Is it too late to say Happy New Year? Since this is my first post of 2013, I'm gonna say it's not too late 'round here, so Happy New Year!
I've had a bit of writer's block and a lot of busy to start the New Year, but something January posted today got me thinking about an experience from last night that I noted at the time, but didn't have words for and would probably have forgotten about.
About a month ago, I shared Laura Bush's comments on infertility.
And today, January posted about that same quote and the song "Call Me, Maybe." She highlighted the specific line of: Before you came into my life I missed you so bad, you should know that I missed you so, so bad.
While Mrs. Bush speaks on infertility and Carly Rae Jepsen sings about finding a husband, it has been noted many times in this blogosphere that the waiting experienced in both can be similar, without any idea of how long it will continue. It is true, there are no words to describe someone who is not there, so we are left with saying we "miss" the child or husband who is not yet in our lives.
When we look to our future, at any time, we all have dreams, hopes, plans, goals. It is our human nature to look forward to what may come. For most of you reading this, and myself, we dreamt of a husband and children. For a long time, those dreams are joyous look-forward-tos; plans for the future; sources of excitement.

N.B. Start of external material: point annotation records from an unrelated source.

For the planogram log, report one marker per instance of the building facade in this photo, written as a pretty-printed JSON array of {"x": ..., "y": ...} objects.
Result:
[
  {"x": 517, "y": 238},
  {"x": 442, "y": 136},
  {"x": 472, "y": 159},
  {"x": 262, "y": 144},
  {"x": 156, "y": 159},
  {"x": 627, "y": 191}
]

But then, something happens and time passes, and those dreams start to become reminders of what isn't and may never be, moments of missing the future planned.
So many times in our early marriage when The Man and I would sit down to have dinner, I would picture children and find joy in planning our future. I would smile at the thought of crumbs on the table or a child playing nearby who had finished quickly and been excused from the table.
But last night, as we sat down to dinner, I glanced around and I missed those children. I looked right at the spot where I could picture one playing (a bit too close to the dog's tail), and I looked to the table where I could see the crumbs and chubby fingers full of crackers. It was as if I could see the life, the lives, the people, that I dreamt of, only instead of seeing it as a future and full of joy, I saw it as a shadow of what could be, and I missed it. It was a fleeting moment, a pause in a dinner conversation of laughter, teasing, and silliness; a moment that The Man, if he noticed a change on my face, he didn't say anything about it.
Yes, someone(s) I've never had, never met, I missed. Someone(s) I may never have, may never meet, I missed. I miss them.